2. La Iglesia católica aprecia y apoya la investigación en biomedicina
cuando tiende a la prevención y a la curación de las enfermedades, al alivio
del sufrimiento y al bienestar del hombre. Sabe que "si se procede de un
modo auténticamente científico y según las normas morales, nunca estará
realmente en oposición con la fe" (Gaudium et spes, 36). Además,
la investigación permite descubrir las grandes leyes que
rigen el funcionamiento de la materia y de los seres vivos, constatar el orden
inscrito en la creación y apreciar las maravillas del hombre, en su
inteligencia y en su cuerpo, y penetrar más en el misterio; en él, en cierta
medida, se refleja la luz del Verbo, por quien "todo se
hizo" (Jn 1, 3).
La Iglesia, con el deseo de compartir el sentido del hombre que recibe del
Salvador, quiere aportar su contribución a la reflexión para ayudar a los
responsables del bien común y a todas las personas que tienen que tomar graves
decisiones en estos campos de la vida. En efecto, es importante que la ciencia
no reduzca al hombre a un objeto, sino que esté verdadera y plenamente a su
servicio. Sin embargo, la Iglesia no ignora la complejidad, a veces dramática,
de situaciones dolorosas que viven las personas, y también es consciente de las
presiones ejercidas por fuertes intereses económicos. Los fieles de la Iglesia
católica y todos los hombres de buena voluntad están llamados a comprometerse
en el debate para defender la dignidad del hombre. Por tanto, os aliento a
dirigir vuestros trabajos preocupándoos de la verdad, para dar así a los
hombres de nuestro tiempo elementos seguros para su reflexión y sus decisiones.
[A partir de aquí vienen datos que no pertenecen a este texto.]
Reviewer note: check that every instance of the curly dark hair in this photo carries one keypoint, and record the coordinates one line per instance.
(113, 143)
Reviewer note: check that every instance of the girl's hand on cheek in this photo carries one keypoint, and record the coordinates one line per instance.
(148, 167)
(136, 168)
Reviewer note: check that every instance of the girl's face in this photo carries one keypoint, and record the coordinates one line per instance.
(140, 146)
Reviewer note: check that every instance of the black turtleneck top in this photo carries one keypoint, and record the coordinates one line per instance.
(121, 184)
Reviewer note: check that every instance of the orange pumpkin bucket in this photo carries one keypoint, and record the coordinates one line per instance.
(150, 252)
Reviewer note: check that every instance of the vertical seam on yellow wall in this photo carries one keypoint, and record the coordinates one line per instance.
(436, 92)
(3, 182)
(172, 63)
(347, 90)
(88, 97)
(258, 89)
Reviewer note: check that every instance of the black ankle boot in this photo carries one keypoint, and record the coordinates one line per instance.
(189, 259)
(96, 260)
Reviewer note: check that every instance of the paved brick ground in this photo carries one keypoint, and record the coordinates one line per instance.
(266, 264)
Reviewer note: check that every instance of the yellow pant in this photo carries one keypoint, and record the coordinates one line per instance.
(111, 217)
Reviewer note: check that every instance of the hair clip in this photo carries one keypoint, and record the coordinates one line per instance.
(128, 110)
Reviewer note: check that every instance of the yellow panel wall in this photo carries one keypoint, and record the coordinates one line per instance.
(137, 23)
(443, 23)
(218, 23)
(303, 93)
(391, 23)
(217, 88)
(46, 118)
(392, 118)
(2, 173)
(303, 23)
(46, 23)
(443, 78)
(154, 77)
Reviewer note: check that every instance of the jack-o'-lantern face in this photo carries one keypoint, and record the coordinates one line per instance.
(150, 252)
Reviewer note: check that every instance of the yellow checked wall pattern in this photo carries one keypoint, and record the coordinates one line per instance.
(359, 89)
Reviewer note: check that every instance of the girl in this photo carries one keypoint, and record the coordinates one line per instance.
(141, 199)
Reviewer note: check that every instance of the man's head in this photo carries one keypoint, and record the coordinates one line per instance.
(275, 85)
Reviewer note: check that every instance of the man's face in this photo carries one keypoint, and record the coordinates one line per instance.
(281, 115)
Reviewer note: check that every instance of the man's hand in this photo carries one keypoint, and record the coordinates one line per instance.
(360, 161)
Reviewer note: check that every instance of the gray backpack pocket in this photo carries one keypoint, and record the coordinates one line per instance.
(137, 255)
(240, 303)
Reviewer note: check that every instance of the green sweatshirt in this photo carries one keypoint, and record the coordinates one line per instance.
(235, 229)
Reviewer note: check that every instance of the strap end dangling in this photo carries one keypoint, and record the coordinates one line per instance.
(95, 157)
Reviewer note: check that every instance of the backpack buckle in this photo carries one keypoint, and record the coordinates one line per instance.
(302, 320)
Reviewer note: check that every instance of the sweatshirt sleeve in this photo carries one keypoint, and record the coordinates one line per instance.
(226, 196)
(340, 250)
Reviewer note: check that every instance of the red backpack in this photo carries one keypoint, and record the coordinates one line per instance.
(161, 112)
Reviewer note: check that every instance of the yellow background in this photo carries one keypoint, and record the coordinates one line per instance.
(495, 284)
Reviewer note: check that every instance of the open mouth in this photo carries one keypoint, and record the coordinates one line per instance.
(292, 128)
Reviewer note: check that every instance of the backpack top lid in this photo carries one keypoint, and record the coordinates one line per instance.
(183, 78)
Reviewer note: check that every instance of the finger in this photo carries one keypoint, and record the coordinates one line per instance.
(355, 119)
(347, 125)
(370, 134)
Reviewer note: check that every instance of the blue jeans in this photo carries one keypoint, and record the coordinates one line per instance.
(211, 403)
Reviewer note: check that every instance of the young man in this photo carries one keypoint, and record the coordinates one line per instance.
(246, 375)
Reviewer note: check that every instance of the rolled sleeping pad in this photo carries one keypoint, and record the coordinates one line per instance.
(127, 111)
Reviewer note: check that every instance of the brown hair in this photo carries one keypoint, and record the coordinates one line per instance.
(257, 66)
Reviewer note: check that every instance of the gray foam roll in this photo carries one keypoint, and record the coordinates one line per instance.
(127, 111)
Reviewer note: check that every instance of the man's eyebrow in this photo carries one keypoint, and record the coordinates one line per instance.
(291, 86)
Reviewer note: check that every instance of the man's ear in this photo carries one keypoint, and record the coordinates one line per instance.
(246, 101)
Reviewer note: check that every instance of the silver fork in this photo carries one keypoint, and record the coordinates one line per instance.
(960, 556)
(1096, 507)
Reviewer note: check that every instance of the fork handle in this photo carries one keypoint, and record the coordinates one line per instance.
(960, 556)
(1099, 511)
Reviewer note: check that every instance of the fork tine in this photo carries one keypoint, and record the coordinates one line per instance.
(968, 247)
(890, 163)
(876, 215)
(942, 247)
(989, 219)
3. Al situar al hombre y su dignidad inalienable en el centro de vuestro
enfoque interdisciplinar, manifestáis la urgente necesidad de aprovechar todos
los recursos de la sabiduría y la experiencia, de la razón y la ciencia, para
servirlo mejor. Los descubrimientos y los cambios que han caracterizado a las
disciplinas biomédicas han mostrado que, detrás de los avances fulgurantes que
remiten al misterio mismo de la vida, la ciencia se siente a veces como aturdida
por su poder y tentada de manipular al hombre como si sólo fuera un objeto o
materia. Ante esta situación inédita de los conocimientos y las posibilidades
que ofrecen la ciencia y la técnica, espero que vuestros intercambios
contribuyan a un análisis lúcido de los riesgos y las consecuencias del
progreso, de las oportunidades y de los desafíos para el hombre y la humanidad.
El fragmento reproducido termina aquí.